An investigation into the incident has identified that a number of factors that contributed to the incident. These included:

  • due to the additional dwellings being constructed, the building envelope has come within approximately 3.5metres of the existing overhead power lines
  • suitable controls had not been implemented to ensure visual indicators were in place denoting the presence of overhead power lines
  • the length of the metal top hat was in excess of 3.5m and when being positioned for installation had exceeded the safe approach distance of 3m
  • before works had commenced a specific visual risk assessment had not clearly identified hazards in the immediate work area
  • the worker advised a major factor leading to the incident has been complacency on his behalf given he has been working predominately on residential sites in green field areas where underground utility services where installed.

photo of construction electrical hazard


Currently a significant number of residential construction is being undertaken in the older suburbs across Canberra with multi-level construction featuring predominantly.

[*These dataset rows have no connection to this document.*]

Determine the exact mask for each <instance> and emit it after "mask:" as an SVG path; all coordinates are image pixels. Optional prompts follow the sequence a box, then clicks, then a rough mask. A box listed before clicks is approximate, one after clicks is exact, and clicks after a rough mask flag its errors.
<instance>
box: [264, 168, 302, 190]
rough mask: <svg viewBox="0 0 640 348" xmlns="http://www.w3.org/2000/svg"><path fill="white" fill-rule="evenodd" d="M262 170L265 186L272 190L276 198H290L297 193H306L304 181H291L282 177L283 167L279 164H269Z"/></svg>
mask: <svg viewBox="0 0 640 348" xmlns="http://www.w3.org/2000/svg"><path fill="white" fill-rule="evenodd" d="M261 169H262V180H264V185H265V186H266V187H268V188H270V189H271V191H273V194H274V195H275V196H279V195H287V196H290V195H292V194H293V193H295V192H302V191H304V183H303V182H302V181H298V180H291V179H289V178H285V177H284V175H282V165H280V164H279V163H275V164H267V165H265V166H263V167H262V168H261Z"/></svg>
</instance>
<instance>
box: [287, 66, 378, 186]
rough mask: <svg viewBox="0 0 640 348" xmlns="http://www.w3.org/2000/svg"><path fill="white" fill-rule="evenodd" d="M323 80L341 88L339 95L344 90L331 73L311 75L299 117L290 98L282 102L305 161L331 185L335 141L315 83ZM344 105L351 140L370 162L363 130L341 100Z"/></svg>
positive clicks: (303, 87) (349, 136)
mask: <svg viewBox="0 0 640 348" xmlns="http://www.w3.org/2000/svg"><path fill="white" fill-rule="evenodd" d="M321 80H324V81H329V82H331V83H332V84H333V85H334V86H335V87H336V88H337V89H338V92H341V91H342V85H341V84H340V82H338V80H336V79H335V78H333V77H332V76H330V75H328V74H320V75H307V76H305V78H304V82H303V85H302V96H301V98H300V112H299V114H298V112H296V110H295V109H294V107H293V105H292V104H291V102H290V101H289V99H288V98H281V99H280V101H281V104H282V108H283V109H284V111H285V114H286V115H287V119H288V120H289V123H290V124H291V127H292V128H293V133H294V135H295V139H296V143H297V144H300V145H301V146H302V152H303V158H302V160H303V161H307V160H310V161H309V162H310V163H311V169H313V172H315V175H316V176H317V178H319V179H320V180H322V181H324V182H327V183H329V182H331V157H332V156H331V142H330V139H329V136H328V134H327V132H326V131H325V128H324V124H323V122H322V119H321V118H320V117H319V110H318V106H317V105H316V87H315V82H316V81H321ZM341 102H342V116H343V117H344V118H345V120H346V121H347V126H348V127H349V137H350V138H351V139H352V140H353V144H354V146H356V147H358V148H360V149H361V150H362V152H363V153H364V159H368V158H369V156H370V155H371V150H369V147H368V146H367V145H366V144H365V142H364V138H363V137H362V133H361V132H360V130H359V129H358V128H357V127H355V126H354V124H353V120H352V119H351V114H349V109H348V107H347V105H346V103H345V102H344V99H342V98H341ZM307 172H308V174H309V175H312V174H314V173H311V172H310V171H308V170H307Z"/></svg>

Potentially workers will impede within safe approach distances of 3 metres of overhead power lines. When these works involve both plant and workers, a significant risk of a potential catastrophic event exists, with additional risk of the public being impacted.

second photo of construction electrical hazard

Mitigating the risks

Before commencing works the person conducting a business or undertaking (PCBU) must identify existing hazards on site and implement appropriate safety in design principles and control measures to ensure the safety of workers on the site. Consideration be given how the relevant tasks can be performed safely without encroaching the safe approach distance and relevant controls to mitigate the risk.

If you are a PCBU you should ensure an appropriate safe system of work is in place:

  • the presence of overhead power lines has been clearly identified and suitable visual indicators are present;
  • all contractors are inducted and advised of the presence of the overhead power lines;
  • construction is planned, to ensure workers are not put at unnecessary risk if performing tasks in the vicinity of the overhead power lines;
  • before any works commence that do not require a Safe Work Method Statement (SWMS), commence a suitable Risk Assessment;
  • a site specific SWMS is developed and followed for all relevant high risk construction activities that encroach on the safe approach distance to overhead power lines;
  • the use of appropriately trained personal to act as spotters when works may encroach on the safe approach distance;
  • if scaffold is erected in the vicinity of the overhead power lines suitable containment be incorporated to minimise the risk of workers inadvertently having items protrude into the safe approach distance; and
  • under the provisions of section 166 of the Work Health and Safety Regulation 2011 - Overhead and underground electric lines- a PCBU at a workplace must ensure so far as reasonably practicable, that no person plant or thing at the workplace comes within an unsafe distance of an overhead or underground power line.

For further information contact WorkSafe ACT on 13 22 81 or email WorkSafe@act.gov.au.

This Alert contains information emerging during an investigation by WorkSafe ACT into the mentioned incident at the date of this report. The information contained in this report does not necessarily reflect the final outcome of WorkSafe’s views or proposed actions with respect to this incident. WorkSafe ACT does not warrant the information in this report is complete or up-to date and does not accept any liability to any person for the information in this report, or its use.